Olaf Heinrich wird zum Arbeitsvermittler
Freyungs Bürgermeister Olaf Heinrich hört sicher gerne, wie schnell und reibungslos bei Rainer Schüll alles in die Wege geleitet werden konnte. Der Rathaus-Chef hatte am vergangenen Dienstag auf Facebook einen Aufruf gestartet: Alle, die Arbeit suchen, könnten sich bei ihm melden. Zudem sollten ihm all diejenigen Betriebe Bescheid geben, die derzeit dringend auf der Suche nach Arbeitskräften sind. Heinrich, der Arbeitsvermittler.

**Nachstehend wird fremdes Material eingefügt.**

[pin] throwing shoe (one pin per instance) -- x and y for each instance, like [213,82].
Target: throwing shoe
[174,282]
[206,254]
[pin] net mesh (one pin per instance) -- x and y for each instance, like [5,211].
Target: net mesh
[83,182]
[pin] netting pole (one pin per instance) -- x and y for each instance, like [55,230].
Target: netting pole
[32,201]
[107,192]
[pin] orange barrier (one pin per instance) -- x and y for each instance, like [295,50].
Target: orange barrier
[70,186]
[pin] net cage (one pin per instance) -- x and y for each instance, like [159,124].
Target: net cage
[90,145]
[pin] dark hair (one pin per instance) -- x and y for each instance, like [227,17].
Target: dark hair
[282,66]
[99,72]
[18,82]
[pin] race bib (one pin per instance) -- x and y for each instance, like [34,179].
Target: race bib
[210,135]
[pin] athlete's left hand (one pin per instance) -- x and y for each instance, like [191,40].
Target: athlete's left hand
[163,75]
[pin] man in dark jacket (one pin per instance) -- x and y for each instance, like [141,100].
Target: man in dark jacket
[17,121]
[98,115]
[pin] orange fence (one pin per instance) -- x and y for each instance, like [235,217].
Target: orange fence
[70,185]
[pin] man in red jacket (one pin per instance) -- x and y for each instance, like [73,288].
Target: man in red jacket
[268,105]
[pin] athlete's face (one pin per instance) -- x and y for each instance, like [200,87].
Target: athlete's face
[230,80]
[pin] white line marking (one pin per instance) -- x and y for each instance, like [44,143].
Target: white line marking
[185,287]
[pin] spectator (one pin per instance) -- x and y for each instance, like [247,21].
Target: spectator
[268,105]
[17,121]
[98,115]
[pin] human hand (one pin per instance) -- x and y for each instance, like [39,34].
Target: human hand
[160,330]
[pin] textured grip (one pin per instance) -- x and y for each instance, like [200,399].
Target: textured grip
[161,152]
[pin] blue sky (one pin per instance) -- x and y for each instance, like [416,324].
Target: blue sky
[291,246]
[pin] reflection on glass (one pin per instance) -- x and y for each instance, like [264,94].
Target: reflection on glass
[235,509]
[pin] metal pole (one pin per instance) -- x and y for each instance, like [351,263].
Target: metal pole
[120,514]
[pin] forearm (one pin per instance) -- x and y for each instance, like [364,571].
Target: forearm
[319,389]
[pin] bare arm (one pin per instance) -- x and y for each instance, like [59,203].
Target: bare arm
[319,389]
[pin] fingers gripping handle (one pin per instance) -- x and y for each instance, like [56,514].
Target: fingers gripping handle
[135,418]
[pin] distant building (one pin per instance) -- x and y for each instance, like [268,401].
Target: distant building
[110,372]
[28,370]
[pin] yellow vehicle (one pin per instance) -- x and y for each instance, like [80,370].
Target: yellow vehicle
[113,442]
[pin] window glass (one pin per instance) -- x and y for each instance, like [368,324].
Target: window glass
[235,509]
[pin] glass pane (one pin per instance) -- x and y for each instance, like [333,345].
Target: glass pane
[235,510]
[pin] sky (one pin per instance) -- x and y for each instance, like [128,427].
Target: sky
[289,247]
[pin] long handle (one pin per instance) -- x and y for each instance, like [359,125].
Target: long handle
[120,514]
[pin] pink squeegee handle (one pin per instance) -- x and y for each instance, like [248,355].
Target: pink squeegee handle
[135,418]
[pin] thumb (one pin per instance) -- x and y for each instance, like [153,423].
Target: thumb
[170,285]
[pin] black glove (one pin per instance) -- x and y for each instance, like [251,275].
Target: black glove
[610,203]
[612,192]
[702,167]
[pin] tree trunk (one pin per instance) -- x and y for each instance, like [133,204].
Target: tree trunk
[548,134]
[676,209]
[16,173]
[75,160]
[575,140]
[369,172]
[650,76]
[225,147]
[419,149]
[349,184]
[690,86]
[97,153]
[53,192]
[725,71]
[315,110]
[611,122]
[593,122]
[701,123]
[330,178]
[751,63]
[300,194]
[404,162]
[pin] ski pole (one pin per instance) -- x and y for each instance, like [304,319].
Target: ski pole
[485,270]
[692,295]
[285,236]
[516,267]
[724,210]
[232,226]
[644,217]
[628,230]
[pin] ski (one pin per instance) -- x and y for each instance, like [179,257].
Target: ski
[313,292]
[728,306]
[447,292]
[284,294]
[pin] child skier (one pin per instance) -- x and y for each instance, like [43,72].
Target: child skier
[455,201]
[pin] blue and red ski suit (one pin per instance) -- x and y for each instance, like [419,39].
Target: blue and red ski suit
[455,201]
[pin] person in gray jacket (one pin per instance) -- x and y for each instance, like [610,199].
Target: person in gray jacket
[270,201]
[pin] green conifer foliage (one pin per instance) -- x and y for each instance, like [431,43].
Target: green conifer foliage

Sein Aufruf sei sogleich auf große Resonanz gestoßen, wie er auf Hog’n-Nachfrage mitteilt: „Es melden sich täglich mehrere Firmen mit der Bitte um Unterstützung. Beispielhaft nenne ich hier Aptar, CLEVER Etiketten, B & S Grafenau, verschiedene Handwerksbetriebe. Zum Teil fehlen bis zu 40 Mitarbeiter.“ Der Personalbedarf ist Heinrich zufolge unmittelbar auf die Schließung der Grenze zurückzuführen: „Nur ein kleiner Teil der Arbeitnehmer aus CZ war bereit in der BRD zu bleiben.“ Die Neu-Regelung Tschechiens besagt, dass sich Berufspendler seit dem 26. März mindestens die nächsten drei Wochen eine vorübergehende Unterkunft im Arbeitsland suchen müssen, anstatt täglich zu pendeln – oder sie eben zuhause bleiben.
Nach zwei Tagen seien bereits über 60 Bewerbungen bei Arbeitsvermittler Heinrich eingegangen. „Die Ausbildungen sind sehr vielfältig: vom Lkw-Fahrer bis zum Studenten, vom Werbedesigner bis zum ungelernten Migranten mit Aufenthaltstitel“, berichtet Freyungs Bürgermeister.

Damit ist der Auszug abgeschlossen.